We had already expanded our service to millions of users and were looking to add millions more. Maintaining that kind of growth only happens with fluid scalability and without any major outages putting a dent in users’ goodwill. Doing both would require exceptional database administration precision.
Our team was lean and we didn’t have deep database expertise. That meant we began strategizing around possible cloud platforms that could provide it to us. Our goal was to solve not just our short-term technical quandary of seamlessly migrating from AOL without a catastrophe, but also our long-term growth requirements around performance and scaling.
With our new platform, we press a button and a MongoDB database appears a minute later.
We needed a reliable and reputable MongoDB-centric solution that would serve as the foundation for our future projects. It was also important that we could get advanced MongoDB recommendations on a variety of topics (such as performance tuning and indexing). And we wanted a comprehensive suite of tools that made it easy for our engineers to create, analyze, and scale any MongoDB deployment.
After some research and honing our strategy, we ended up implementing mLab’s fully managed MongoDB hosting platform (then known as MongoLab). By provisioning their databases directly in AWS, we could get low latency and secure network traffic between our application servers and mLab databases.
Once the decision was made, the platform and database tools transitioned us through the AOL-to-AWS live migration with minimal downtime and no impact on our users. We also used the opportunity to move to a simpler architecture that allowed us to reduce costs while still maintaining solid performance for our userbase.
What comes next?
With the migration safely in the rear-view mirror, we’ve focused our efforts on new products and features that enrich the about.me user experience – while continuing to meet customers’ expectations of near-zero latency. Rapid provisioning of production-ready MongoDB clusters on demand, a capability we did not possess prior to migration, has radically accelerated our development and testing processes. With our new platform, we press a button and a MongoDB database appears a minute later.

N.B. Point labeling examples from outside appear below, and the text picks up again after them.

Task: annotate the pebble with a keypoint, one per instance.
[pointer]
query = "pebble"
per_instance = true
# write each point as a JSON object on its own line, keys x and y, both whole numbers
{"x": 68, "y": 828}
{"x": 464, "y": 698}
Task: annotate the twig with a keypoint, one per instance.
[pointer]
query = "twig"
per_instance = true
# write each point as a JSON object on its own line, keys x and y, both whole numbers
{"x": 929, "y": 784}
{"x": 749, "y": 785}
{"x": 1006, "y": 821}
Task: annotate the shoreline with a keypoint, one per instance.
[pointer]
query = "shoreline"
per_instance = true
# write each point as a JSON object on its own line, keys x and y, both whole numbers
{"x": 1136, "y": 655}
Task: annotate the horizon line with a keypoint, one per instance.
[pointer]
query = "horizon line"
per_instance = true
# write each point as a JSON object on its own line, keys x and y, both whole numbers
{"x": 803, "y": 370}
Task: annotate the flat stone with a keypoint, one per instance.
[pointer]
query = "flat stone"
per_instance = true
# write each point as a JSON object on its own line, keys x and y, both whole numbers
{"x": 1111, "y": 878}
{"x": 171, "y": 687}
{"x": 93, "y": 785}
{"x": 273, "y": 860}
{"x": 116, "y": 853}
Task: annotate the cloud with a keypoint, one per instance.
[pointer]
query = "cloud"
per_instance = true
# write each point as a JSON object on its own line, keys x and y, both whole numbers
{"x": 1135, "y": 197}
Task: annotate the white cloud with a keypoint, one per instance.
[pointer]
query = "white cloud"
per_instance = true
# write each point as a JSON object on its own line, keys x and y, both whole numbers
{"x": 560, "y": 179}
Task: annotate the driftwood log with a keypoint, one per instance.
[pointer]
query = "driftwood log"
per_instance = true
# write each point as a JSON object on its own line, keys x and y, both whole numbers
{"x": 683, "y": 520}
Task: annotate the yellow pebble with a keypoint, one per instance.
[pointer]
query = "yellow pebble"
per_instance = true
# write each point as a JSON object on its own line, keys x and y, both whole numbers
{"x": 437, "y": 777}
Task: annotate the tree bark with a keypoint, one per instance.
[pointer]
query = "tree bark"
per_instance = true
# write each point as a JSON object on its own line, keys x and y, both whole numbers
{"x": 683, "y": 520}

Because we use immutable containers in our infrastructure, we needed tools that could provide more information than just host/network health.
On the technical tools side, there have been two new ones we’ve begun using that have been particularly helpful to the development team during this new stage. For proactive indexing of any new unindexed operations that are running slowly, we’re now utilizing a slow query analyzer tool that provides our team with index suggestions.
The Telemetry monitoring and alerting system has also proven effective as a tool for monitoring and delving into database performance – something we hadn’t previously had all that much insight into.
With our database migration and expertise taken care of, we also evaluated additional AWS services and third-party service providers to see how they could help us stay agile.
In addition to EC2 and S3, we utilized AWS CloudFront (and other CDNs) in our infrastructure to ensure that users around the world can quickly view our site and enjoy the same customer experience as those local to the United States. We also implemented Datadog and Sysdig to provide better insight into the health of our architecture. Because we use immutable containers in our infrastructure, we needed tools that could provide more information than just host/network health.
Looking to the future of our company, there will of course be challenges ahead as we continue to pursue greater growth. But we feel that we’ve now gotten over a big hurdle and given our technical team the freedom to focus on the larger goal: creating the best platform for enabling our users to represent themselves online.